AMOS - Getting Started
- Introduction
- Downloading AMOS
- Installing AMOS
- Normal
installation
- Specifying
the location of MUMmer
- Specifying
the location of the QT library
- OSX
installation
- Cygwin
installation
- Running AMOS
- Basic AMOS
concepts
- Message
files
- Reading
and writing banks
- Bank
locking
- Bank
versions
- Pipelines
- Creating
inputs for AMOS
- Running
AMOScmp
- Running
minimus
- Viewing the
result of an assembly
- Validating
assemblies
- Getting help
Introduction
Is AMOS an assembler?
is
one of the first questions we are asked. The short answer is
no.
AMOS is not an assembler, rather a software infrastructure
for
developing assembly tools. If you are only interested in
running
an off-the-shelf assembler on your shotgun data, do not despair, AMOS
provides two such assemblers: AMOScmp - a comparative assembler; and
Minimus - a basic assembler for small datasets. However it is
important to realize that, with a little bit of programming, you can
use AMOS to put together your own shotgun assembler customized for the
specific characteristics of your data.
This page will provide you with the basic information needed to get
started using AMOS. Advanced AMOS users can go directly to
in-depth resources:
Downloading
AMOS
AMOS can be downloaded from Sourceforge using the following link: http://sourceforge.net/project/showfiles.php?group_id=134326
No need to remember this URL as you can easily reach it from either the
main Sourceforge page for the AMOS project http://sourceforge.net/projects/amos/
or from our pretty front page http://amos.sourceforge.net.
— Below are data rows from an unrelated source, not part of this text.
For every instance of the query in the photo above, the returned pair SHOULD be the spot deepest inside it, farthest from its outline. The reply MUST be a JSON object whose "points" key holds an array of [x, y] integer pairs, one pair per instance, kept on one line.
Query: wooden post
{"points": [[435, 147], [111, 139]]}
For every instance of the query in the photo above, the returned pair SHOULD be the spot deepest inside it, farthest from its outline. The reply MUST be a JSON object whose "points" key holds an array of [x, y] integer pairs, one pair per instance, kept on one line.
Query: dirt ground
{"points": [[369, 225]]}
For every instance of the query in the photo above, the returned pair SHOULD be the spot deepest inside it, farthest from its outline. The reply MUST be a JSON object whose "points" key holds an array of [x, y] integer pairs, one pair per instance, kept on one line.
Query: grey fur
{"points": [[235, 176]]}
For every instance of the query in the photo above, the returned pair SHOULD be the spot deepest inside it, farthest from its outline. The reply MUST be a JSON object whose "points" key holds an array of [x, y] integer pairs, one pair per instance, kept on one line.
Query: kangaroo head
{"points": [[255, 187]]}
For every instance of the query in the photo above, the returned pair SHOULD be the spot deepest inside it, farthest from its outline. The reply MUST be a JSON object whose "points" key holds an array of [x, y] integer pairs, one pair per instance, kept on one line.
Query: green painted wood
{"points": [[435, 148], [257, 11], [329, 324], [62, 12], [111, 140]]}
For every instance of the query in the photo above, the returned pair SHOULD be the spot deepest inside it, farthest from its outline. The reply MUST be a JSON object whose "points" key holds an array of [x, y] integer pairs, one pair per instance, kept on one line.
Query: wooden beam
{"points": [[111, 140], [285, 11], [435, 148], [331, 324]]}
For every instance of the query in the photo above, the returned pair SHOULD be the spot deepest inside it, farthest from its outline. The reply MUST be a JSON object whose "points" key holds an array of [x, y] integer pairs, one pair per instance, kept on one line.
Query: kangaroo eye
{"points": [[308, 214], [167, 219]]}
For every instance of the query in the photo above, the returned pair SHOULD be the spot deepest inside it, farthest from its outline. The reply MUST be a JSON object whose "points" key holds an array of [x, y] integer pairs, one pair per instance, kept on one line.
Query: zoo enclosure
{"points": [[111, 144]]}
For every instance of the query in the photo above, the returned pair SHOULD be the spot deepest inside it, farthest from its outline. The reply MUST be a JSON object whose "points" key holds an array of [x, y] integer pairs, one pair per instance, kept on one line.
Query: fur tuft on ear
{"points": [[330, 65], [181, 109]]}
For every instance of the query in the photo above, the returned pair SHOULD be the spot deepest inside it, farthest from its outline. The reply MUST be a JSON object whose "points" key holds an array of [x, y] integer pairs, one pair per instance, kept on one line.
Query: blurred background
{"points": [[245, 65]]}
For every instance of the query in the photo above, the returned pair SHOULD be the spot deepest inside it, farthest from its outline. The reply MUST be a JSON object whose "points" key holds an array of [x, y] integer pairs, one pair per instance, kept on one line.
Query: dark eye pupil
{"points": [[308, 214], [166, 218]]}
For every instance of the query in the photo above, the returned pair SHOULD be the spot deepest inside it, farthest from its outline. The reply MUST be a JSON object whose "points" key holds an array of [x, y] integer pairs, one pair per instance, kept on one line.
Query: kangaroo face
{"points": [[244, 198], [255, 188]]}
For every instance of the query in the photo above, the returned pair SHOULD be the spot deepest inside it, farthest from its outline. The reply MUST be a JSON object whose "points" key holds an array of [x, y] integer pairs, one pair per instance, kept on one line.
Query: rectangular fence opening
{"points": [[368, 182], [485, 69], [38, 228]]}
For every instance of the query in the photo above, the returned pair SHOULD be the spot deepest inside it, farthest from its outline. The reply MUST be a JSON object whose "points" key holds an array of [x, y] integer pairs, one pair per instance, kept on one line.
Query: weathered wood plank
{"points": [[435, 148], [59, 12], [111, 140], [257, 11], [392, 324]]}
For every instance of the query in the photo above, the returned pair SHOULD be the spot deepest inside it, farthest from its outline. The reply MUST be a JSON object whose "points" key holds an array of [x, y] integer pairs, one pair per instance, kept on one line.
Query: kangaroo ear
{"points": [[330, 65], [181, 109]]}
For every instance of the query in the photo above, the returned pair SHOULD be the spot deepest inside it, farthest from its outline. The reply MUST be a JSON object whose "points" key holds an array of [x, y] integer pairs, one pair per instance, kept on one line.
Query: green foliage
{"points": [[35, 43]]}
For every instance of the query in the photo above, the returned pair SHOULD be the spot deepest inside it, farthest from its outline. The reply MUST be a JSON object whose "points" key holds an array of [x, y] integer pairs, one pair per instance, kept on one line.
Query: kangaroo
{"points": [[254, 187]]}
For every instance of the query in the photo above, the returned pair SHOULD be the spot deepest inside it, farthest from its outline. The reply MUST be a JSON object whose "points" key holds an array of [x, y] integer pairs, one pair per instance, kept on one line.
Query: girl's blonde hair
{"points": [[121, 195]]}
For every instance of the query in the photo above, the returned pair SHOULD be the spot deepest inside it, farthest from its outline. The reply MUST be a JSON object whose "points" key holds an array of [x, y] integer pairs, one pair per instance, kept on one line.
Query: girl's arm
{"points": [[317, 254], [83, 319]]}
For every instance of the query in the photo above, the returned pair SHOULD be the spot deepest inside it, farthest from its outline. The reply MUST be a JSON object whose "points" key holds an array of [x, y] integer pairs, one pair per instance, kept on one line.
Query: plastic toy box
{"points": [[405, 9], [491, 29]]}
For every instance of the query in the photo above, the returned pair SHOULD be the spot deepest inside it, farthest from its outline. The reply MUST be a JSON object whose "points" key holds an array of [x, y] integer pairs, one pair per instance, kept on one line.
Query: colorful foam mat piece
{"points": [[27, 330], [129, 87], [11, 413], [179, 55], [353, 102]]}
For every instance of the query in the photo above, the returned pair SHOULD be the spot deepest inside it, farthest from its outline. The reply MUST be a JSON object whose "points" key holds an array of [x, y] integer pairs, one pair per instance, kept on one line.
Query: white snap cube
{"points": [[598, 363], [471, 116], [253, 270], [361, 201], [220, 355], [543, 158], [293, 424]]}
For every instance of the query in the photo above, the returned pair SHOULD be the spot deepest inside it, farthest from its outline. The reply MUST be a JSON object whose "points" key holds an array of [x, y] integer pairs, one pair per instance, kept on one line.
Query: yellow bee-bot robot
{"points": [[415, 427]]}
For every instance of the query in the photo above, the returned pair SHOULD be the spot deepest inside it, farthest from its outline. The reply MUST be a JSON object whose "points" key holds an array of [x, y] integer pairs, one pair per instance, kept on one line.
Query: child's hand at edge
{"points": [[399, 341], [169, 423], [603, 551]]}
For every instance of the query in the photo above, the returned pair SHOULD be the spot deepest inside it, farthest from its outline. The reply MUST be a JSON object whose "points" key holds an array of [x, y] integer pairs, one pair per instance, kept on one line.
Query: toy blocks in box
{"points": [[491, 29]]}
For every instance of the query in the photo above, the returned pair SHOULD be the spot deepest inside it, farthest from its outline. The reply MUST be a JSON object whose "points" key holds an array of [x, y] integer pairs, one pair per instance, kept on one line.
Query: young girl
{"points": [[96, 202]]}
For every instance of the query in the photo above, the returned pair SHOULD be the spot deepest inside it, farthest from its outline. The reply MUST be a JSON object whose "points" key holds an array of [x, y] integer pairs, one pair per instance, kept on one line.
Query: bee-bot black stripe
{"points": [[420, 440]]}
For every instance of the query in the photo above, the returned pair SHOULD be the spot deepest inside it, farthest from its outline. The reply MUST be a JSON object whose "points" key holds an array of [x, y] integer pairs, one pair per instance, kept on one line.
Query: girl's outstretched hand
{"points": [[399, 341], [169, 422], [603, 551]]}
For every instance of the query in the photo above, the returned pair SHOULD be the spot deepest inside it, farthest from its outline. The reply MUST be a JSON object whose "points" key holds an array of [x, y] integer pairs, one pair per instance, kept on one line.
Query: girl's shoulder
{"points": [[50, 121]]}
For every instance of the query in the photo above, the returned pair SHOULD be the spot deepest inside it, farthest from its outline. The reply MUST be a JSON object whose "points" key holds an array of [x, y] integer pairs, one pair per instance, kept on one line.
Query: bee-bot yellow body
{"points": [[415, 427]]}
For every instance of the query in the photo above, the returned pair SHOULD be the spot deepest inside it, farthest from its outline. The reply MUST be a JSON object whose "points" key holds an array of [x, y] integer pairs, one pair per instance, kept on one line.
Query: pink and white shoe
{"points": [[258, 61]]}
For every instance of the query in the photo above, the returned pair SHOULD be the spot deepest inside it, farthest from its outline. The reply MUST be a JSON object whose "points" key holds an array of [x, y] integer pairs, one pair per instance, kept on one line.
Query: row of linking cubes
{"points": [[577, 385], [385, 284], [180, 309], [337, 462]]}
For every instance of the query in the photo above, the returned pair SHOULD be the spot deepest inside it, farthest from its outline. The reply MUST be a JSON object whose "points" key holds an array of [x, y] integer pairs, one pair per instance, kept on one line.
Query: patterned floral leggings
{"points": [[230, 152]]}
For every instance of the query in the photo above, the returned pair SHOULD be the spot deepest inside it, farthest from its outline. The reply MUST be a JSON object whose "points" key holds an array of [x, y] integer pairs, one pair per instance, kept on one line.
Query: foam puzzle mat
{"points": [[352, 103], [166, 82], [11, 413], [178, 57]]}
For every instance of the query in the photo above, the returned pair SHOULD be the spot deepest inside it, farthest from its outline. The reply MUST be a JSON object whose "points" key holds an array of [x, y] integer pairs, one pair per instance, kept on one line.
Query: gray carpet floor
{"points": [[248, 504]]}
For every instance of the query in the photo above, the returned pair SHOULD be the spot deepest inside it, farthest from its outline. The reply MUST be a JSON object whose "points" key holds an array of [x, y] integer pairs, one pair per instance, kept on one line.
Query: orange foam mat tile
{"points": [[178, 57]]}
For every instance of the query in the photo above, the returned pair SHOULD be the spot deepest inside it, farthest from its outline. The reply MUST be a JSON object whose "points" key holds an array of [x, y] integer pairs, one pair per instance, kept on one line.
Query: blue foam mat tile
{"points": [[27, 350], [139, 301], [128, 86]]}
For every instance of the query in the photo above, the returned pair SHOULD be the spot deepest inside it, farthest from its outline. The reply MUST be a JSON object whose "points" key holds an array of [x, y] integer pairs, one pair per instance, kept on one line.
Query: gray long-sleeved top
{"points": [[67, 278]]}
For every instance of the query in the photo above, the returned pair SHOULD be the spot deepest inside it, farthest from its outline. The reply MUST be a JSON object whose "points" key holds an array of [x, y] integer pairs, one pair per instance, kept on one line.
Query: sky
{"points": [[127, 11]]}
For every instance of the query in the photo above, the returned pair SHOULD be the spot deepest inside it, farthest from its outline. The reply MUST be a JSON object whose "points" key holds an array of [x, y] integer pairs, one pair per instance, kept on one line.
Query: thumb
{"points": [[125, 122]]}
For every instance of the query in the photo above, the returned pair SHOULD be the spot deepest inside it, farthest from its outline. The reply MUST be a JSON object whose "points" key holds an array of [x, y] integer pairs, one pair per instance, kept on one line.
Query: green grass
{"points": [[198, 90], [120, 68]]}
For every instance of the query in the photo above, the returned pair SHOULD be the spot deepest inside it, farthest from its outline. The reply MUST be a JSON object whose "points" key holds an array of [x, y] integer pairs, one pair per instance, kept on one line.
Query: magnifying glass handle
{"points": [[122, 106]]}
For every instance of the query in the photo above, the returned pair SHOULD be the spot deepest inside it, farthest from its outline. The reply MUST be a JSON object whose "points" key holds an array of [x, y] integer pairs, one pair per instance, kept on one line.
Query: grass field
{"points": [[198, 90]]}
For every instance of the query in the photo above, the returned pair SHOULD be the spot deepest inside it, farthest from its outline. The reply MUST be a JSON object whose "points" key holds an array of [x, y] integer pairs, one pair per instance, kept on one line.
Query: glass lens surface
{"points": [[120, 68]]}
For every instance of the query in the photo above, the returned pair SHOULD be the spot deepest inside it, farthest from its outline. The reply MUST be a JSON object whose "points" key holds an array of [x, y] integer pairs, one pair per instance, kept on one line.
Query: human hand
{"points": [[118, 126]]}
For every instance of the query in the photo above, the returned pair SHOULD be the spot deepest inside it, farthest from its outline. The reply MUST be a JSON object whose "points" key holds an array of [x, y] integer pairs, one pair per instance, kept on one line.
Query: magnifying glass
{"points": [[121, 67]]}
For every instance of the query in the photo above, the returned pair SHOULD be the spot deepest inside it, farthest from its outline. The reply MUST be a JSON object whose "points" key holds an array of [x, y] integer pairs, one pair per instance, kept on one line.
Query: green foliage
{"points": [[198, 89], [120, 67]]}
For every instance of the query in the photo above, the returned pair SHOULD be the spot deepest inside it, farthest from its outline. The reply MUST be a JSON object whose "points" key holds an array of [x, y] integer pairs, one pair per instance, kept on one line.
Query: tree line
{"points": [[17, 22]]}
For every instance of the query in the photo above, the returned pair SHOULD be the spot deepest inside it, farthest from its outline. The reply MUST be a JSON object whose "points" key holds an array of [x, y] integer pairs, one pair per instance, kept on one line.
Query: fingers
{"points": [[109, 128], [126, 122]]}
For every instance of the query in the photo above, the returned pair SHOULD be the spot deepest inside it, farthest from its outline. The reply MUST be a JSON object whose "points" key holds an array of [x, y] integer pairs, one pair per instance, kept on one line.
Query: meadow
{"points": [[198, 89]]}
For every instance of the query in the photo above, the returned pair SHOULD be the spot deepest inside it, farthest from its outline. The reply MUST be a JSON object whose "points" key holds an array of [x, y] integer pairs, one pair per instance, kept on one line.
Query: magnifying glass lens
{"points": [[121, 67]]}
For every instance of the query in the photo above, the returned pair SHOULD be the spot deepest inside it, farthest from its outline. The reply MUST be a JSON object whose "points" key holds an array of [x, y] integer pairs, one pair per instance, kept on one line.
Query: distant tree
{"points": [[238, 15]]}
This link will bring you to the Sourceforge download page for our
project. While older versions of our code are also available
for
download from this page we recommend you download the latest version to
take advantage of the full functionality of the code.
AMOS is released as a source-code package, with the exception of the
OSX version of the assembly viewer Hawkeye, that can be downloaded as a
binary from the File Release section of the download page.
Instructions for compiling and installing AMOS are provided
below.
Installing
AMOS
After reading this section make sure you also read the INSTALL file
distributed with AMOS. This file may contain information
pertaining to the latest version of AMOS that is not included here.
Normal
installation
The AMOS source package has a name like: amos-1.4.5.tar.gz where 1.4.5
is the version of the code. Once you untar this file (using "tar -xzf amos-1.4.5.tar.gz"
in Linux, or "gunzip
-d amos-1.4.5.tar.gz | tar xf -" in other flavors of Unix)
you will find the current AMOS distribution in a directory named amos-1.4.5.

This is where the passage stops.